Investors, brace yourselves. If last week left you reeling, this week isn't promising much better.
There's no getting around it: China was at the heart of last week's sharemarket destruction, and investors will approach this week with a high level of caution.
Futures are pointing to a 1.6 per cent fall to 4850 on the S&P/ASX 200 on Monday morning, a low not seen since July 2013.
What else has the week in store? Here are three things to keep an eye on.
What China does next
It's currently the most important time in global finance: when the People's Bank of China sets the yuan reference rate at 12.15pm (AEDT), investors around the world will be holding their breath.
Last week's global turmoil - from a hammering of Shanghai stocks to oil's slide to a 12-year low and an $85 billion wipe-out on the local market - was triggered by a seemingly small 1.5 per cent drop in China's yuan over four days last week.
The market's dramatic reaction brough back memories of last August, when Beijing's 2 per cent devaluation of the yuan in the midst of an emerging market and commodity rout led to Wall Street's biggest one-day drop in four years.
Both episodes show the depth of concern about the strength of the Chinese economy.
The moves by the PBoC have sparked fears that Beijing is lowering its currency to boost exports, but also that this in turn could lead to a round of competitive devaluations in emerging market, triggering a so-called currency war.
A raft of data in the coming weeks, starting with export and import figures on Wednesday, is likely to show activity in the world's second-largest economy continuing to slow
"The depreciation of the renminbi is the key issue at present as its decline is helping fuel upwards pressure on the US dollar, adding to weakness in oil and other commodity prices and keeping alive fears of some sort of emerging market crisis," Dr Oliver said.
"Fortunately, Friday did see some stability return to the Chinese share market and currency but it needs to be sustained."
It also sent the Australian dollar down more than 3 per cent last week and back below the US70¢ mark, pleasing pundits, including Clime Asset Management's John Abernethy, who says the currency needs to be in the mid US60¢ range to boost the economy.

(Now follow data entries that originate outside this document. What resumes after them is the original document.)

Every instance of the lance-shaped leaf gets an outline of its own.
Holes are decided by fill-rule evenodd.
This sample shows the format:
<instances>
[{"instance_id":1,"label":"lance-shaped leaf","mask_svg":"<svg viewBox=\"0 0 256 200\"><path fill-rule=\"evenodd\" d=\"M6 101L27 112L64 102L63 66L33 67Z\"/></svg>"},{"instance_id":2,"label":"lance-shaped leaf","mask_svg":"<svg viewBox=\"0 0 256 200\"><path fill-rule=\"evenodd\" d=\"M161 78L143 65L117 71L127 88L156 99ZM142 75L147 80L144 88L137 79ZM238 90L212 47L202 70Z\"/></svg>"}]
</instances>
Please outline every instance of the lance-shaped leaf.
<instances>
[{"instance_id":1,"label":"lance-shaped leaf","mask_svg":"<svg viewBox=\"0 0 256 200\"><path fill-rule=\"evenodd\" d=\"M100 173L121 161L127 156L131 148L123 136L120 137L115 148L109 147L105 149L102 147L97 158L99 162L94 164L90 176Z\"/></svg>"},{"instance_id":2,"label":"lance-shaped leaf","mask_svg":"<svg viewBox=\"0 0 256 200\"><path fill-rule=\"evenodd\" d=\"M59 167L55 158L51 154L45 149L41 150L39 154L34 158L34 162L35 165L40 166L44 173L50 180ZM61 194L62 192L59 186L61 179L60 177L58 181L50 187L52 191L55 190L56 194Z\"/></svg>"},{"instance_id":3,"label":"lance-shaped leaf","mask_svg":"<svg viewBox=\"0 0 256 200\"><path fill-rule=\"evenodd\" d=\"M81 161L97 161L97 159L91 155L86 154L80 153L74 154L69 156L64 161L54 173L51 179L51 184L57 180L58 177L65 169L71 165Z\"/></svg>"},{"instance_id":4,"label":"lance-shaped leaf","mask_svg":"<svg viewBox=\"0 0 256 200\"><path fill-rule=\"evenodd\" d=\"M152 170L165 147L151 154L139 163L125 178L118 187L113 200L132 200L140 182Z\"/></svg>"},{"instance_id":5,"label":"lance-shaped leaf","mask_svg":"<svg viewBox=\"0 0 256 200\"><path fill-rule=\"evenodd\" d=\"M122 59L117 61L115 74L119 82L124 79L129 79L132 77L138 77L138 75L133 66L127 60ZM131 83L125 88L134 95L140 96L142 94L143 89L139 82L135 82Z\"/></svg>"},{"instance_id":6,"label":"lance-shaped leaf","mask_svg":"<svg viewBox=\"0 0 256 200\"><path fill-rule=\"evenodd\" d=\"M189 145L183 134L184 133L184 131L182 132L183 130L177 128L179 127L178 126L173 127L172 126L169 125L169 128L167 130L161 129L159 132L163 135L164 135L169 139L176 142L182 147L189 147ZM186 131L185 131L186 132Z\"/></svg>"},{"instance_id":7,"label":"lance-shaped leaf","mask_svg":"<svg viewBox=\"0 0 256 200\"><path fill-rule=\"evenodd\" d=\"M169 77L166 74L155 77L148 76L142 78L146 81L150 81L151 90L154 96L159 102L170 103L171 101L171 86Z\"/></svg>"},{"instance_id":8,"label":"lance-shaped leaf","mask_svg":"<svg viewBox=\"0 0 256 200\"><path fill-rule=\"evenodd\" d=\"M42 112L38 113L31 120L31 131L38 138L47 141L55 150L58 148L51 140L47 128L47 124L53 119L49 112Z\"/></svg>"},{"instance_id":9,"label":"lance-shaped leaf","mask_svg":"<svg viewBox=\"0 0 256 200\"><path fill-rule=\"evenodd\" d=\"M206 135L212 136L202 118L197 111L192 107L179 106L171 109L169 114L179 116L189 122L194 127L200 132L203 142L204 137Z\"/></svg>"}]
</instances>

The wild rollercoaster on Chinese sharemarkets didn't help investor confidence. Newly introduced 'circuit breakers' that shut down all trade for the day when the market slides more than 7 per cent backfired, forcing regulators to scrap them, which in turn raised doubts about Beijing's grasp on financial markets.
About those employment figures
The 58,600 new jobs in the month of October was greeted by astonishment and more than a little scepticism, and 71,400 new jobs in November was greeted with high levels of scepticism and more than a little mirth, given 15,000 is generally considered a normal boost in a healthy jobs market.
The scene is set for a dramatic reveal on Thursday when the Australian bureau of statistics delivers its figures for December.
Consensus estimates on Bloomberg anticipate a drop of 10,000.
But tipping the number isn't easy, AMP Capital chief economist Shane Oliver says.
"The reality is that trying to pick the jobs numbers is a bit like forecasting a random number generator," he says.
It's not the only jobs data smashing expectations, on Friday the US added 292,000 jobs, much higher than the anticipated 200,000. But the number was largely overlooked as investors fixed their eyes on China's wild sharemarket gyrations.
Wall Street bull heading for the exit?
The Dow Jones Industrial Average is enjoying a six-year bull run, begun with the introduction of monetary stimulus after the global financial crisis in early 2009.
But Katana Asset Management portfolio manager Romano Sala Tenna expects this is at an end, saying on a daily, weekly and monthly technical basis, the index has "rolled over", signalling the end of the bull market.
"It has broken its uptrend, its on a sideways momentum, the next stage is a downtrend from here," he says.
The bad news for Australian investors is that while the market didn't follow the Dow up on its 70 per cent ride skywards, historically it tends to follow it on the way down, Mr Sala Tenna says.
It is impossible to know when that will happen, but December quarterly earnings might provide some enlightenment. The consensus is for earnings to fall 6 per cent year on year, but Dr Oliver said there is potential for an upside surprise given the gloomy expectations.